Nasceste na Califórnia, competes pelo Japão, tens casa na Ericeira e já há uns anos que passas algumas temporadas cá em Portugal. Nunca páras quieto.
O meu nome, Kanoa, em havaiano significa “livre” e é isso que eu sinto. Graças a Deus que tenho esse estilo de vida e consigo fazer o que quero, desde criança que queria ter essa liberdade e os meus pais sempre me apoiaram muito nessa decisão. O meu objetivo principal é ser o melhor surfista que conseguir ser, chegar ao topo do meu nível. E acho que o melhor para mim é estar em Portugal a treinar, como às vezes penso que é melhor ir para a Austrália durante um mês, ou ficar no Havai durante dois meses. É consoante o que sinto que o meu surf precisa para ir atrás de ser o melhor surfistas do mundo. Mas sim, ando sempre a mil.

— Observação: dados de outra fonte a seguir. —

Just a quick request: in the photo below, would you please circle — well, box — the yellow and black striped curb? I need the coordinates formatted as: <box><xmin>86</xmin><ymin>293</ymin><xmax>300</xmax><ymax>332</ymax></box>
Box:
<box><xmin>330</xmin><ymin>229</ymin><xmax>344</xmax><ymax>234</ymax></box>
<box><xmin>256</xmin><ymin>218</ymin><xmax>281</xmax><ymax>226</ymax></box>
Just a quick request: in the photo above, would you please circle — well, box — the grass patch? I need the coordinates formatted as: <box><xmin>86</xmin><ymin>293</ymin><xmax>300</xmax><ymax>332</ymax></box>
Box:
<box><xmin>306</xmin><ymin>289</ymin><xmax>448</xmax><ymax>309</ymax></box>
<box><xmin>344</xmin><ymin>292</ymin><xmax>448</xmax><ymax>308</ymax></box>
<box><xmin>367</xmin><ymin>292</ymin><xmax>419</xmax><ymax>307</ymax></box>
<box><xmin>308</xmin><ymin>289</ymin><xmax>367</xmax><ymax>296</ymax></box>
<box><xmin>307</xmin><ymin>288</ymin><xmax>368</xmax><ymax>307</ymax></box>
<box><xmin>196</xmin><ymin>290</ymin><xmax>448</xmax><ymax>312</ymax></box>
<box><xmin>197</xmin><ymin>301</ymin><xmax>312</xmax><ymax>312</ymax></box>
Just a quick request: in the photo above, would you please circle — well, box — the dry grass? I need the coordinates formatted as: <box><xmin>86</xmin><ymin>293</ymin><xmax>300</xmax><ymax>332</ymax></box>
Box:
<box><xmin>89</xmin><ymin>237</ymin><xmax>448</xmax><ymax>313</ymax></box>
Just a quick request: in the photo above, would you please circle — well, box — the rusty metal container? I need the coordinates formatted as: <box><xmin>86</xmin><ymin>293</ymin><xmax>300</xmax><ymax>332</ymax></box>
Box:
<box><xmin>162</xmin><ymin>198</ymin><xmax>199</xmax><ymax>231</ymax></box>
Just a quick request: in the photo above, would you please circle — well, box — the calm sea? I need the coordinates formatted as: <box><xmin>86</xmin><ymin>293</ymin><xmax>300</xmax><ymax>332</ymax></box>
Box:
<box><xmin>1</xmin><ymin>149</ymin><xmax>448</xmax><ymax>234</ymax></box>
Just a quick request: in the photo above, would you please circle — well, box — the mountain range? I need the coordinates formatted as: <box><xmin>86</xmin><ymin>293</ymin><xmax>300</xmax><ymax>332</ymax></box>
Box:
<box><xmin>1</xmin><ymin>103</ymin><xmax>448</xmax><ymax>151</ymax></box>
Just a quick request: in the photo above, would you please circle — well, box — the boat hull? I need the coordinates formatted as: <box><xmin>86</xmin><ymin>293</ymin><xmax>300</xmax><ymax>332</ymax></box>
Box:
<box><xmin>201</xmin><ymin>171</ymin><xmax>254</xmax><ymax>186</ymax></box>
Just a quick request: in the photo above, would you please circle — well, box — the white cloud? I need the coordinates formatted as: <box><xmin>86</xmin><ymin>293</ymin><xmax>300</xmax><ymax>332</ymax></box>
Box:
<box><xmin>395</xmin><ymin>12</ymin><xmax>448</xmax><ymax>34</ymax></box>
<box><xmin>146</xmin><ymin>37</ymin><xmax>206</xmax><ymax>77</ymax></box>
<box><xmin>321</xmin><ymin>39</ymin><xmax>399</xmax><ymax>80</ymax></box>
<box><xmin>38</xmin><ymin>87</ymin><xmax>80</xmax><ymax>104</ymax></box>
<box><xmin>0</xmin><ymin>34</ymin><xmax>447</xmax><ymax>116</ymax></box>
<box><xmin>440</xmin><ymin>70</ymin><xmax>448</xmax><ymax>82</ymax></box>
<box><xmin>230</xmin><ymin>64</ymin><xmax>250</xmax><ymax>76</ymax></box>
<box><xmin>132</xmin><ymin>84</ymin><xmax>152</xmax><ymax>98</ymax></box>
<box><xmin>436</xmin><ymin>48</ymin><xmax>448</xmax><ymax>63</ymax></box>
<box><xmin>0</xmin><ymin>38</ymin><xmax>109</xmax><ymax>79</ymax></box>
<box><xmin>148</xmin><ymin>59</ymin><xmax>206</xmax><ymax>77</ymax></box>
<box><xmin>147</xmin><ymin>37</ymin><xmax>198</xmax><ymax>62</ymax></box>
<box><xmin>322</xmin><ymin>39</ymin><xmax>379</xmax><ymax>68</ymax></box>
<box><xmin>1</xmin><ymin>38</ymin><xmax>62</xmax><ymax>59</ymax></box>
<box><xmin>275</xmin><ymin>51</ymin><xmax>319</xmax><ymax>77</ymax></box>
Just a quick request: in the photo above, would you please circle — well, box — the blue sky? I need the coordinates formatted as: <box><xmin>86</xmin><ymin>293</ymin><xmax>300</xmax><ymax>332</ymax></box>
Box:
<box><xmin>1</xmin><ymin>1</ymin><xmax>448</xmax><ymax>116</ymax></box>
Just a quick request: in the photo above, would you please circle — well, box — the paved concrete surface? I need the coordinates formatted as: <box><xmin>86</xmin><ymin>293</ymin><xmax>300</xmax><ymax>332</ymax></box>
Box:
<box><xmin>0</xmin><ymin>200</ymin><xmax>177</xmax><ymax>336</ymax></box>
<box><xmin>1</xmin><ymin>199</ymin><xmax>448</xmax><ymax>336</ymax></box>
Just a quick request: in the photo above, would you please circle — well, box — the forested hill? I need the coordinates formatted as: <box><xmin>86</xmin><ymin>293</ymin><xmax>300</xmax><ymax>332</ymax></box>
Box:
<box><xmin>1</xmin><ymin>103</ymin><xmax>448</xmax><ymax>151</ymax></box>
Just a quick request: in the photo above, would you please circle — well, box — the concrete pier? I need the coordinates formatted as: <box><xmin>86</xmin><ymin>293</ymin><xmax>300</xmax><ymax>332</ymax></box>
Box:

Ou seja, os teus pais vão continuar a ‘morrer’ aos poucos de nervos enquanto não fores campeão do mundo.
[Ri-se] Espero que não! Acho que cada vez mais estou a melhorar e quando mais conseguir ganhar, menos eles ficam ansiosos. A minha mãe hoje até me disse que anda mais relaxada este ano, porque eu ando a começar melhor os heats e já várias outras pessoas me disseram o mesmo. Antes, eu só entrava mais tarde nas baterias, deixava os outros apanharem as ondas e só depois é que reagia. A minha mãe disse que gostava da nova tática, de começar rapidamente.